In alcune zone del Brasile è la dose è 50 mSv/anno, o addirittura 400 mSv/yr nella regione di Guarapari e circa altrettanta in alcune aree del sud-est della Francia; 240 a Ramsar in Iran, 35 nel Kerala in India; per l’Italia, 5 mSv/anno a Orvieto, 2.13 a Napoli, molto meno nella Valle d’Aosta. In Piazza San Pietro, a causa del torio naturale contenuto nella roccia di porfido (i famosi”sanpietrini”) di cui è lastricata la pavimentazione, la dose equivalente di radiazioni ionizzanti è dell’ordine dei 7 mSv/anno.
Tuttavia anche in queste regioni non c’è evidenza di un aumento delle malattie dovute alle radiazioni, leucemie e cancri. Probabilmente, a dosi relativamente basse, anche se 100 volte maggiori di quelle medie, l’organismo reagisce attraverso un meccanismo di riparazione del danno provocato alle nostre cellule dalle radiazioni. Nell’irraggiamento acuto, assorbito nell’arco di qualche ora, la dose alla quale si incominciano ad osservare effetti seri sulla salute è 100-200 mSv (questo dato sembra in contrasto con quanto scritto sopra); malattie specifiche si sono osservate a 1000 mSv = 1 Sv; a 6 Sv la sopravvivenza è improbabile.

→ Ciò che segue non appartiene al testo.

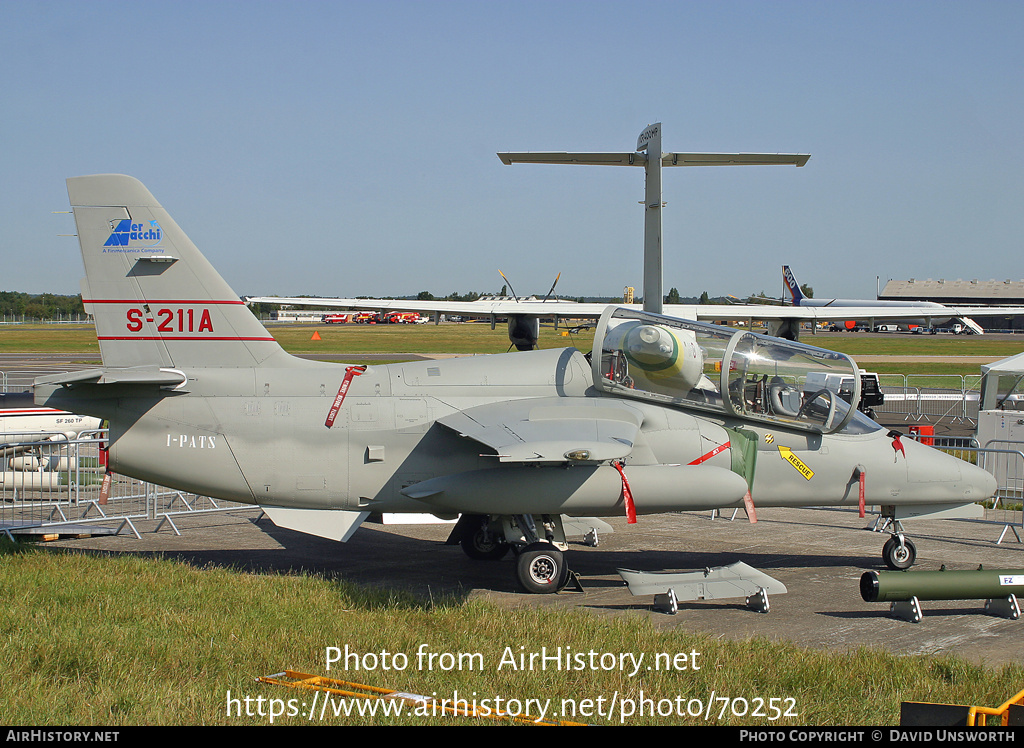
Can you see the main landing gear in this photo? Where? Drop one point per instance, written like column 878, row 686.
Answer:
column 539, row 544
column 899, row 552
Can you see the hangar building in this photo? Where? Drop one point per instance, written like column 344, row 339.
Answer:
column 963, row 292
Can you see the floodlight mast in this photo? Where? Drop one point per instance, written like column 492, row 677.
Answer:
column 652, row 161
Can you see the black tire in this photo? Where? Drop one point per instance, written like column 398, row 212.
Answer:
column 541, row 569
column 899, row 557
column 481, row 545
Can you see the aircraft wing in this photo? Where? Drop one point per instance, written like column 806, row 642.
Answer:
column 546, row 429
column 469, row 308
column 699, row 313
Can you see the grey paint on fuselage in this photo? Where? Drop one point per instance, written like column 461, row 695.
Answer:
column 200, row 398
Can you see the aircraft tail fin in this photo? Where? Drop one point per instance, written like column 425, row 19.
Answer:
column 155, row 297
column 792, row 286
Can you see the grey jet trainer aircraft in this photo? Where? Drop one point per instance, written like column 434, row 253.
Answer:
column 663, row 415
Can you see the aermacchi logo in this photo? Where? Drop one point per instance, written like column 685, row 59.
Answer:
column 133, row 236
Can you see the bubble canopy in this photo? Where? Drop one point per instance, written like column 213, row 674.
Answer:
column 723, row 370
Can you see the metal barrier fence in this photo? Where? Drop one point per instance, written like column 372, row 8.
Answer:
column 905, row 397
column 50, row 484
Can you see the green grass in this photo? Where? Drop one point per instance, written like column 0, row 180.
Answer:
column 117, row 640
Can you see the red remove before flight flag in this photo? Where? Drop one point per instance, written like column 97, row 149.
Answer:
column 352, row 371
column 897, row 445
column 631, row 509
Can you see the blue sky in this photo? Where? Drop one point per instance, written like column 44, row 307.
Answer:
column 344, row 149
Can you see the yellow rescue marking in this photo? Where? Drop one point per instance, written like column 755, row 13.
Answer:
column 786, row 454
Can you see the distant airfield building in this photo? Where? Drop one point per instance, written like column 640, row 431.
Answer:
column 1009, row 293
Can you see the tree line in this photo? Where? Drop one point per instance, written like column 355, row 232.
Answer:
column 40, row 306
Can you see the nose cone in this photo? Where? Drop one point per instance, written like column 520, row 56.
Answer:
column 945, row 478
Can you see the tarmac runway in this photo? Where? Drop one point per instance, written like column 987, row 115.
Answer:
column 818, row 554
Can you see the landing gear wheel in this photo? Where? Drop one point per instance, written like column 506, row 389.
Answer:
column 542, row 569
column 481, row 545
column 898, row 555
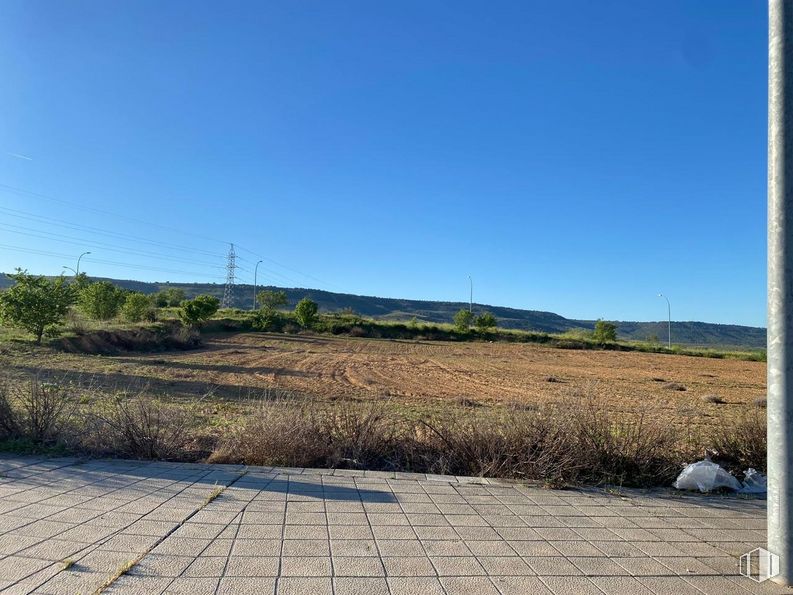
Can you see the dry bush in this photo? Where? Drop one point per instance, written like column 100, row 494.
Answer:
column 623, row 450
column 521, row 444
column 294, row 434
column 279, row 434
column 742, row 443
column 138, row 426
column 713, row 399
column 35, row 410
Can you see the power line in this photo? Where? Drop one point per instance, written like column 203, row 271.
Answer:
column 24, row 192
column 47, row 235
column 107, row 262
column 79, row 227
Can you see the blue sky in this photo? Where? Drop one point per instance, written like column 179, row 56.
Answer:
column 577, row 156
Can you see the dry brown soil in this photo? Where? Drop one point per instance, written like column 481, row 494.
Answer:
column 430, row 373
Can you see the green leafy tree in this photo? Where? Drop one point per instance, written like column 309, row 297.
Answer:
column 101, row 300
column 605, row 332
column 36, row 304
column 485, row 321
column 463, row 320
column 271, row 300
column 137, row 306
column 306, row 312
column 173, row 296
column 198, row 310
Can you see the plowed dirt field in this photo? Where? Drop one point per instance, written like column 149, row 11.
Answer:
column 432, row 373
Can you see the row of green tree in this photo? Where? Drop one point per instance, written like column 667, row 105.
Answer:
column 465, row 319
column 39, row 305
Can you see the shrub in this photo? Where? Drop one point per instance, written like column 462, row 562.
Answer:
column 605, row 332
column 485, row 321
column 137, row 307
column 35, row 304
column 173, row 296
column 742, row 443
column 140, row 427
column 306, row 312
column 268, row 320
column 713, row 399
column 271, row 300
column 195, row 312
column 35, row 410
column 463, row 320
column 101, row 300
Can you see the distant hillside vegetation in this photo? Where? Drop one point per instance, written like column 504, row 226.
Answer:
column 687, row 333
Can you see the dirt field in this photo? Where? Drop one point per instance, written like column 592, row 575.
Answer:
column 427, row 373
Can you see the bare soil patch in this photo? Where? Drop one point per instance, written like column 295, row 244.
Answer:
column 421, row 374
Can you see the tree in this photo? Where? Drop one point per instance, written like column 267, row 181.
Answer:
column 35, row 304
column 485, row 321
column 271, row 300
column 605, row 332
column 198, row 310
column 463, row 320
column 306, row 312
column 101, row 300
column 137, row 306
column 172, row 296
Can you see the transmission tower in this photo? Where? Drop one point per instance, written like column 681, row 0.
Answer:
column 231, row 268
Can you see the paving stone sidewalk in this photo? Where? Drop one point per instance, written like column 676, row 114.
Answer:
column 69, row 526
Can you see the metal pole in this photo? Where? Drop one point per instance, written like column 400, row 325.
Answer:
column 255, row 270
column 79, row 258
column 668, row 321
column 780, row 286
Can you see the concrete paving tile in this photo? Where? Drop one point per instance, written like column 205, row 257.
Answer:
column 468, row 585
column 246, row 586
column 520, row 585
column 415, row 586
column 304, row 586
column 159, row 565
column 409, row 566
column 357, row 566
column 360, row 586
column 353, row 547
column 206, row 566
column 193, row 586
column 135, row 584
column 552, row 566
column 306, row 566
column 303, row 531
column 252, row 566
column 439, row 547
column 457, row 566
column 663, row 585
column 600, row 566
column 504, row 566
column 533, row 548
column 306, row 547
column 350, row 532
column 256, row 547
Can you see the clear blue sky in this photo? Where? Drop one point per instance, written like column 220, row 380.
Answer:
column 576, row 156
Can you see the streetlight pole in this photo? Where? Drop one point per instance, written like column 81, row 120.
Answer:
column 780, row 286
column 668, row 319
column 255, row 271
column 78, row 262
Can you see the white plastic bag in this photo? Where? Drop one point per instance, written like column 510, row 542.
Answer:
column 754, row 482
column 706, row 476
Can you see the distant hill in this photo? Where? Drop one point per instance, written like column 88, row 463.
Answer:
column 687, row 333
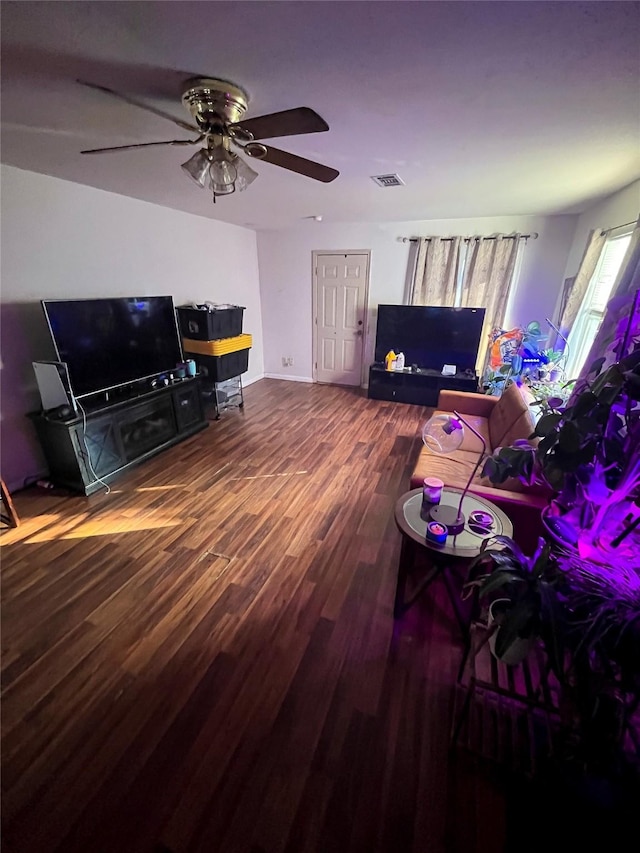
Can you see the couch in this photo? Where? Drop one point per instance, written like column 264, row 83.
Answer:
column 500, row 421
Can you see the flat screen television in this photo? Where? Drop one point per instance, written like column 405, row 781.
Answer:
column 107, row 343
column 430, row 336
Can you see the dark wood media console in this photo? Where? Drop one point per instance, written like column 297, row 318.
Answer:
column 118, row 434
column 419, row 388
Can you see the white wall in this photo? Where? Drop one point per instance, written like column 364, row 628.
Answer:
column 286, row 274
column 617, row 209
column 63, row 240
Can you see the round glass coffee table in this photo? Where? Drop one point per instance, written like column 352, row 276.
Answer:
column 464, row 546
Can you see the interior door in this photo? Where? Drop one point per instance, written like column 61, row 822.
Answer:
column 340, row 300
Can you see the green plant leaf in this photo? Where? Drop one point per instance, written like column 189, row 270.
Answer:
column 548, row 423
column 569, row 437
column 584, row 405
column 520, row 621
column 596, row 366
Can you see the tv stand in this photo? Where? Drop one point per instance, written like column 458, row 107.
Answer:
column 84, row 452
column 421, row 388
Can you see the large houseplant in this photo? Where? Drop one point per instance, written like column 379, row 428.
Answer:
column 582, row 589
column 588, row 453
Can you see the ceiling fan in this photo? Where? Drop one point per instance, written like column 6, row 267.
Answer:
column 217, row 108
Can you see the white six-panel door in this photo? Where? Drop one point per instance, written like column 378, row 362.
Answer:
column 340, row 301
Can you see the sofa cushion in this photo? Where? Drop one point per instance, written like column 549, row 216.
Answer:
column 452, row 470
column 510, row 408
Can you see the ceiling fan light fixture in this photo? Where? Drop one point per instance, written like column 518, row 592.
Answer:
column 223, row 174
column 246, row 175
column 197, row 167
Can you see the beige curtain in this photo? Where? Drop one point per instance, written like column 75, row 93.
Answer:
column 619, row 306
column 575, row 288
column 434, row 278
column 487, row 283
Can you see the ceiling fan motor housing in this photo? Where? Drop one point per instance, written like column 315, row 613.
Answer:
column 213, row 103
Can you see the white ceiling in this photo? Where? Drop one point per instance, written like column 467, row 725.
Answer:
column 482, row 108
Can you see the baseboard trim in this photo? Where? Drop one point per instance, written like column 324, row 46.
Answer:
column 288, row 378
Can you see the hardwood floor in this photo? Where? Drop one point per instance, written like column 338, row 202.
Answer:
column 205, row 659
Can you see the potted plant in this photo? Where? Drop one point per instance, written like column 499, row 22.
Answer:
column 518, row 593
column 588, row 452
column 587, row 582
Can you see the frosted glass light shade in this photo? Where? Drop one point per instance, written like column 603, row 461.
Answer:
column 197, row 167
column 442, row 434
column 223, row 176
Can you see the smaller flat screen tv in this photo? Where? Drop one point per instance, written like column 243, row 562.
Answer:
column 107, row 343
column 430, row 336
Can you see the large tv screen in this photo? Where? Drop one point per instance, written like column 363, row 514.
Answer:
column 110, row 342
column 430, row 336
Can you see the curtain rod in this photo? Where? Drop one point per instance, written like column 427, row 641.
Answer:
column 624, row 225
column 533, row 236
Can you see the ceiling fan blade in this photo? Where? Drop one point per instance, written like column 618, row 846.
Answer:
column 299, row 164
column 285, row 123
column 134, row 103
column 143, row 145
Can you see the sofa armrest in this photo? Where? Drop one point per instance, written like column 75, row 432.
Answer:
column 467, row 403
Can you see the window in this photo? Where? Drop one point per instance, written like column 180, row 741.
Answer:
column 595, row 302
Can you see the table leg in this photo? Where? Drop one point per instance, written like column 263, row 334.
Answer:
column 407, row 556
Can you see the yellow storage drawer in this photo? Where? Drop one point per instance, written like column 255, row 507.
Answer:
column 223, row 346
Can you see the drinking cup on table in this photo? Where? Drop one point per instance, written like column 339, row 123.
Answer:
column 432, row 490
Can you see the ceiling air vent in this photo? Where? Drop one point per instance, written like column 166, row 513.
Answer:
column 387, row 180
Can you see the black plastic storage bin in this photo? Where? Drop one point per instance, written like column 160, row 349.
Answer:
column 210, row 324
column 218, row 368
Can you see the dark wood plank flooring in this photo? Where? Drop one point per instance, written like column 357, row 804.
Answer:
column 205, row 659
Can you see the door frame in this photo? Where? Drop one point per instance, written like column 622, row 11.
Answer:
column 315, row 253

Un tempo non c’era molta coscienza dei possibili danni da radiazione. Maria Curie Sklodowska probabilmente morì di anemia aplastica (1934) perché aveva maneggiato senza protezione materiale radioattivo. Forse lo stesso accadde a Enrico Fermi, morto per tumore allo stomaco (1954).
Il mio papà, medico, a volte faceva radioscopie ai suoi pazienti senza proteggersi le mani.
Quando mia figlia Elena era molto piccola, l’ho dovuta portare in ospedale per una radiografia all’addome; ricordo che ho raccomandato al radiologo di proteggerle la zona delle ovaie con l’apposito schermo al piombo. Il medico mi ha guardato con scetticismo e ha detto che queste precauzioni sono ubbie da fisici. Però, quando in Italia si diffondeva l’isteria per i possibili rischi causati ricadute radioattive in seguito al tremendo incidente al reattore di Chernobyl, io mi sentivo abbastanza tranquillo, perché le dosi, almeno dalle mie parti, erano deboli.
Cosa si può concludere? Le radiazioni ionizzanti, al di sopra di certe dosi, possono essere nocive e indurre malattie gravi, ma non devono essere demonizzate come una minaccia subdola e terribile anche in situazioni a bassa dose. Dobbiamo imparare a valutare e a confrontare i rischi, che sono sempre presenti anche quando stiamo semplicemente passeggiando nella nostra città.
Paradossalmente, il lavoro più pericoloso è la presidenza degli Stati Uniti: quattro presidenti su 42 assassinati, quasi il 10%, più gravi attentati ad altri quattro presidenti.